He sabido que algunos viejos del barrio se escapan y visitan por las tardes los cementerios.
Con cuerpos vacilantes, salen sigilosos de sus casas antes de que caiga el sol y recorren solemnes el estrecho camino de piedras sueltas bordeado de cipreses que se inclinan a su paso. Al fondo hay una pequeña explanada con cuatro bancos de madera y hierro. Allí se sientan, cabizbajos, y hablan con Dios, como rezando.
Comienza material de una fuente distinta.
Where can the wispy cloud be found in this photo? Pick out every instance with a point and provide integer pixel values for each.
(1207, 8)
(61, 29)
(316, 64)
Huyen de las calles solitarias y las iglesias están cerradas. Para ellos la calle dejó de ser una quimera hace ya demasiado tiempo. Sienten que la fe les está fallando mientras notan el temblor de la soledad de los tilos y los naranjos a su lado. Ya no se oye cantar el agua de las fuentes, ni se mueve el viento en las veletas de los tejados ni funcionan las luces de los semáforos. Solo les parece escuchar a lo lejos el eco del tañido de las doce campanadas del mediodía en las iglesias por los muertos.
—Con esto de la pandemia no hay reposo para los sepultureros trabajando a destajo entre losas de mármol, maderas de pino y lúgubres luces palpitando amarillas sorteando las cruces cuando cae la tarde— suspira el más viejo.
Sin embargo, todo parece dormido —dice otro—.
Ya no hay flores en los jarrones de los hospitales, ni música que se quedó callada hace más de quince días en los quirófanos. Solo hay un fervor muy parecido al miedo en las miradas de los enfermos, un llanto febril esperanzado y la vigilia generosa de seres que, como ejércitos de ángeles celestes, tratan de evitar que sus corazones se queden dormidos.
Rezan susurrando los viejos y piden perdón a sus amigos muertos por el error de estar todavía ellos vivos.
Un soplo de vida los acompaña cada tarde por el camino de vuelta a casa, solos, hacia su destino.